|Boykin jr, James|
Submitted to: Journal of Cotton Science
Publication Type: Peer reviewed journal
Publication Acceptance Date: 7/21/2005
Publication Date: 10/1/2005
Citation: Boykin Jr, J.C. 2005. The Effect of Dryer Temperature and Moisture Addition on Ginning Energy and Cotton Properties. Journal of Cotton Science. Vol. 9: 155-165. Interpretive Summary: U.S. cotton production approaches 20 million bales annually, most of which is exported. It is important that the quality of this cotton keeps up with the changing demands of the industry. Fibers must be long and uniform, as well as strong, to process smoothly in a textile mill. One issue that has been persistently important in the ginning and textile industry is processing problems associated with cotton fiber damage that occurs when the moisture of the cotton is improperly conditioned in the cotton gin. Cotton fibers are weaker when they are dry and more prone to breakage. On the other hand, trash particles are more easily removed from cotton in the gin after some drying. One approach to solving the problem has been to dry cotton for cleaning and restore moisture before ginning. Several different types of cotton were ginned in Stoneville, MS through a typical sequence of machines including a cotton dryer and moisture restoration equipment. This paper reports changes in cotton fiber properties due to moisture conditioning in the gin. Additionally, the gin stand energy consumption was evaluated to help understand the mechanism of cotton fiber breakage. The gin stand was found to break fibers, and a corresponding change in energy consumption was found. This relationship between fiber breakage and energy consumption will be vital to modifying current moisture conditioning processes and reducing fiber damage. Implementation of this knowledge will increase the competitiveness of U.S. cotton.
Technical Abstract: Fiber damage can be reduced during ginning by minimizing dryer temperatures and restoring moisture to over-dried fibers.
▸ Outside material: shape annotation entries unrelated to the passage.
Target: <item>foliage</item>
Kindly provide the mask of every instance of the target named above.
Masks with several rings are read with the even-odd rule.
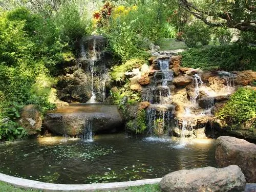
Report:
[[[130,89],[129,82],[119,89],[112,89],[110,92],[113,104],[118,104],[124,111],[127,104],[133,104],[141,100],[139,93]]]
[[[138,111],[136,119],[127,122],[127,129],[136,134],[143,133],[146,129],[146,110],[142,109]]]
[[[36,104],[42,112],[54,108],[48,99],[54,84],[50,74],[68,43],[61,36],[52,18],[24,7],[0,12],[0,139],[26,135],[16,123],[17,106]]]
[[[185,43],[188,47],[196,47],[198,42],[203,45],[209,44],[211,39],[211,31],[209,27],[199,21],[183,28],[183,37]]]
[[[191,48],[182,53],[182,66],[225,71],[256,70],[256,48],[240,45]]]
[[[216,117],[224,120],[229,125],[242,124],[253,118],[256,121],[256,91],[239,89]]]
[[[232,35],[227,29],[222,27],[217,28],[214,30],[215,39],[217,39],[220,45],[228,44],[232,39]]]
[[[146,50],[150,41],[161,36],[163,22],[158,6],[154,2],[149,5],[143,4],[125,10],[117,7],[114,10],[106,33],[111,50],[123,61],[148,57]],[[120,14],[116,13],[118,12]]]
[[[163,26],[163,37],[175,38],[177,35],[176,27],[168,22],[164,23]]]
[[[211,27],[256,32],[254,0],[179,0],[188,13]]]
[[[112,69],[111,79],[115,81],[124,80],[124,73],[130,72],[134,68],[140,68],[146,61],[143,59],[133,58],[120,66],[115,66]]]

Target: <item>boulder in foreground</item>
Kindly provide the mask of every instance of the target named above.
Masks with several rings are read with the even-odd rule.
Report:
[[[160,184],[164,192],[243,191],[246,182],[241,168],[232,165],[177,170],[163,177]]]
[[[234,137],[219,137],[216,140],[215,159],[220,166],[239,166],[247,182],[256,182],[255,144]]]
This paper reports the effects of moisture conditioning on fiber damage and gin energy consumption. Moisture restoration raised bale weights by over 1% (5 pounds) as determined at the gin stand feeder apron, but this amount fell to 0.53% (2.7 pounds) by the time the cotton reached the bale. Reducing dryer temperatures 50 ºC (90 °F) raised bale weights by 0.81% (4.0 pounds). Moisture addition reduced energy consumption by the gin stand by 1.4% (0.08 kWh per bale), regardless of dryer temperature or the moisture content of the cotton. As dryer temperatures were raised and lint moisture dropped to 5%, energy consumption increased. However, energy consumption began to decrease at higher dryer temperatures with lint moisture contents below 5 %. These changes were attributed to changes in fiber strength and cohesive properties of the fiber. Minimizing dryer temperatures and adding humidified air above the gin stand were thought to relieve stresses on the fiber and reduce fiber damage.